Das meiste Geld an der Tafel Schokolade verdienen die Hersteller und
Supermärkte. Insgesamt fast 80 prozent des Kaufpreises rechnet Inkota. Ein
[5][Bericht der Entwicklungsorganisation Oxfam vom Montag] zeigt, dass
sowohl Händler, Schokoladenhersteller und Supermarkte stark konzentriert
sind, die größten Akteuere kann man jeweils an zwei Händen abzählen. Sie
machen Milliardengewinne.
Bleibt noch die Börse. Ein [6][Artikel der Financial Times] von Anfang
Februar weist darauf hin, dass es in der aktuellen Situation auch um
Spekulation geht. Vor allem seien Agrarfonds stark angestiegen. „Diese
Fonds gab es bereits beim Rohstoffboom von 2003 bis 2008. Jetzt sind sie
wieder aktuell geworden – durch die Wetterverhältnisse“, sagt der
Wissenschaftler Bernhard Tröster, der zum Börsenhandel von Kakao und dem
Preisstabilisierungssystem in Westafrika forscht.
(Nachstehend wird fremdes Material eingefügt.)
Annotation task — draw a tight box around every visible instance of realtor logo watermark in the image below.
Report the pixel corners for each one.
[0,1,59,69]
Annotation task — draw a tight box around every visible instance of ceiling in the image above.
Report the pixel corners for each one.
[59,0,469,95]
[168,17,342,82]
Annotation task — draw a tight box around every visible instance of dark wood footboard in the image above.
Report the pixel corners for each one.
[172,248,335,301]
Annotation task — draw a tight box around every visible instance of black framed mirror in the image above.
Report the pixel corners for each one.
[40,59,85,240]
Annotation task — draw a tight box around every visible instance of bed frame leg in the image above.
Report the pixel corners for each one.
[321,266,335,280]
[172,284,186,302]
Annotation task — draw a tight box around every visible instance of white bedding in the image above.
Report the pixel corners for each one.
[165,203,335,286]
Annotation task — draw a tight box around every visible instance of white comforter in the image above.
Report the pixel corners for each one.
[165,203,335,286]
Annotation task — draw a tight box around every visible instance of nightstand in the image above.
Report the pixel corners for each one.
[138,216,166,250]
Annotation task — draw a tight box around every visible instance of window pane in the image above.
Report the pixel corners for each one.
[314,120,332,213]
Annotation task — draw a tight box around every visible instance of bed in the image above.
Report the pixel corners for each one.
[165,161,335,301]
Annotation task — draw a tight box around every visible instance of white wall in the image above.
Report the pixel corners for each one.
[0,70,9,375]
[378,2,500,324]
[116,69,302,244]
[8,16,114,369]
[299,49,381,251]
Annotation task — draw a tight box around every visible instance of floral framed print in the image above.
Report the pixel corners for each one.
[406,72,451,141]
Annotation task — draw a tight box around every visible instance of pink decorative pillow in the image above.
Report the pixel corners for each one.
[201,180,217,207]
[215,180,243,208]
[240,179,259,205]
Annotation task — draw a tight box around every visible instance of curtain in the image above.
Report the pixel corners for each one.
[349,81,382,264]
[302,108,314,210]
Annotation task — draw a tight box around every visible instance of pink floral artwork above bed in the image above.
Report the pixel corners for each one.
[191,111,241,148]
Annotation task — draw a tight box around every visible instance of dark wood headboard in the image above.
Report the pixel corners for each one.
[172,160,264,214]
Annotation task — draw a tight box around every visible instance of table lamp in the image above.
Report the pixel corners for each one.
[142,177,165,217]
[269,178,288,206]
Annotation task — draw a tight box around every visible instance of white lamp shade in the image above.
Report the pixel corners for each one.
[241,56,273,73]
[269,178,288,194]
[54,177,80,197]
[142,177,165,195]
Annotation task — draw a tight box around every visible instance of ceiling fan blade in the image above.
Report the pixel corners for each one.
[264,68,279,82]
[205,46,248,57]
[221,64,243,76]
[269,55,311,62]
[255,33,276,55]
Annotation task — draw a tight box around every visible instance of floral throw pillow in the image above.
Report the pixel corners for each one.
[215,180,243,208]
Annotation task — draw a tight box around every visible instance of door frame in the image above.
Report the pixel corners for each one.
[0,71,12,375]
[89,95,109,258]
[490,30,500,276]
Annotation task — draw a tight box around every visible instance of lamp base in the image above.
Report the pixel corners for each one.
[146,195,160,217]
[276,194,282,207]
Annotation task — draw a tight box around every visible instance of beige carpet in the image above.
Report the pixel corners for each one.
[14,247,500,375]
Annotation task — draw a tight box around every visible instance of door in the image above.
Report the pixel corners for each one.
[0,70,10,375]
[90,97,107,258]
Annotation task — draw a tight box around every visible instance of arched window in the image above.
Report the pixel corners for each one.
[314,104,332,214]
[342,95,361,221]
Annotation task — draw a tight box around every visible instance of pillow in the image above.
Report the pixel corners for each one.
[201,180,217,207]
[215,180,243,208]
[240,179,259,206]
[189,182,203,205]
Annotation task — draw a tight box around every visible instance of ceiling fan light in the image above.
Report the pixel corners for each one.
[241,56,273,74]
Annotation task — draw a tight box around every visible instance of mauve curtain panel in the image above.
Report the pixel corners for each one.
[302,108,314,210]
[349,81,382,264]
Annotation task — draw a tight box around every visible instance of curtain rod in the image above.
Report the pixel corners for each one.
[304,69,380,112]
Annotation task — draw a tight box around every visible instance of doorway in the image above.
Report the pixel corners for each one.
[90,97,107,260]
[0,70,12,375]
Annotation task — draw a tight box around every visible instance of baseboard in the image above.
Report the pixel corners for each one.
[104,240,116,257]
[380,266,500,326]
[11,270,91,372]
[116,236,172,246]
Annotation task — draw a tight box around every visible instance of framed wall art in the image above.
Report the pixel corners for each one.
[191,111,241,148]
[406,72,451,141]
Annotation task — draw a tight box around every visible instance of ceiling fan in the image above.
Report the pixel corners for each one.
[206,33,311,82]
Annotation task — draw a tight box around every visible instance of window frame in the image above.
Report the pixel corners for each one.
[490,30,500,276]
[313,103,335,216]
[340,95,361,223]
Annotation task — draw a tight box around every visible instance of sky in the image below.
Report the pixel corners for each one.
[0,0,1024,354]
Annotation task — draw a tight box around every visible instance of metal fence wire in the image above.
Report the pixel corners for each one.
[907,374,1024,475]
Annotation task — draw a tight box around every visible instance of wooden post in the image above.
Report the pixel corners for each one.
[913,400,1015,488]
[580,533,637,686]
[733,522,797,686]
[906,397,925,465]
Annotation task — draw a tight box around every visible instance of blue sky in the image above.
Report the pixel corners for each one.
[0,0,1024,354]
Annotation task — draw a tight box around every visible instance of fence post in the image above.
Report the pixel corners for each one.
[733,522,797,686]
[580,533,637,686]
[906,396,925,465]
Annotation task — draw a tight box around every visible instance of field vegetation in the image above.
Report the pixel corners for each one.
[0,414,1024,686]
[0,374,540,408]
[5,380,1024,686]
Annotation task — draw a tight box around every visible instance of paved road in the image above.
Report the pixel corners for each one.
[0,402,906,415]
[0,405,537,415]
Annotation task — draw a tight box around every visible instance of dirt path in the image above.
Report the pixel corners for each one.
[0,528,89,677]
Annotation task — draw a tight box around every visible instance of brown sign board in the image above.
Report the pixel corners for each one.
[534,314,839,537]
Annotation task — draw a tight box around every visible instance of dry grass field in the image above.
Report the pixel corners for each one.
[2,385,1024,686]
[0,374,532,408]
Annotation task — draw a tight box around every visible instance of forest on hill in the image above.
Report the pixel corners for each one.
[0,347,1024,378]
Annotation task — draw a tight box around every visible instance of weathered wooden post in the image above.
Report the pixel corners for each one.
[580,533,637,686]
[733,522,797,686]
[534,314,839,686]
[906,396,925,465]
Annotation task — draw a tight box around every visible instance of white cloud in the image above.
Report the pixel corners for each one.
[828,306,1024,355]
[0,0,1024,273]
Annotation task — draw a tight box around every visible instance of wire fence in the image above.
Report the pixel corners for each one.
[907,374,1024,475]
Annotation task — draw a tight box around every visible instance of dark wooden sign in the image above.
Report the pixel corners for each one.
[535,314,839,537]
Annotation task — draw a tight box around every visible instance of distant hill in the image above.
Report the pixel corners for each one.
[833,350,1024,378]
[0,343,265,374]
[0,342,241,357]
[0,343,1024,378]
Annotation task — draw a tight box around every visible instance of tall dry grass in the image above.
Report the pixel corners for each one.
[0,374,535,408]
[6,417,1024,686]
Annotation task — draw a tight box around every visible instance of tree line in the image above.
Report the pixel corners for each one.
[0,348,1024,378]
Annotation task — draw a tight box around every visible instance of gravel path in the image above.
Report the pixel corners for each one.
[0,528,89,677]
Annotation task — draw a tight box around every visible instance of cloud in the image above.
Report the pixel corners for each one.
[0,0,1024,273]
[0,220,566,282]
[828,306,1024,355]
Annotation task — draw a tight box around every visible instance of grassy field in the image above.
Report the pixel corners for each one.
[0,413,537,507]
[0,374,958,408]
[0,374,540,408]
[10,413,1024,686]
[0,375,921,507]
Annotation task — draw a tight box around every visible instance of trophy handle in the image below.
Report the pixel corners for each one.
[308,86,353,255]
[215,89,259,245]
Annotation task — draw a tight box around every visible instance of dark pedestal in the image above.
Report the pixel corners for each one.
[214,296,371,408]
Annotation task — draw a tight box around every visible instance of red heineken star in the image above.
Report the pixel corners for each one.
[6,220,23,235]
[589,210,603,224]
Die Ursache des
Preisanstiegs liege bei den Ernteausfälle, wodurch es deutlich weniger
Kakao am Markt gibt.
„Allerdings ist die Frage, wie hoch dann Preise steigen müssten, um Angebot
und Nachfrage abzubilden“. Die hohen Preise ziehen aber wiederum
Spekulanten an, welche die Preistendenzen verstärken. „Profitiert haben
ganz klar diejenigen, die Anfang des Jahres auf steigende Kurse gesetzt
haben“, sagt Tröster.
24 Apr 2024
## LINKS
[1] /Abholzung-in-Ghana/!5985427
[2] https://www.bmz.de/de/themen/laendliche-entwicklung/landwirtschaftliche-wer…
[3] https://www.kakaoforum.de/fileadmin/Redaktion/Downloads/Interne_geschuetzte…
[4] https://files.fairtrade.net/Fairtrade-Living-Income-Reference-Price-for-Coc…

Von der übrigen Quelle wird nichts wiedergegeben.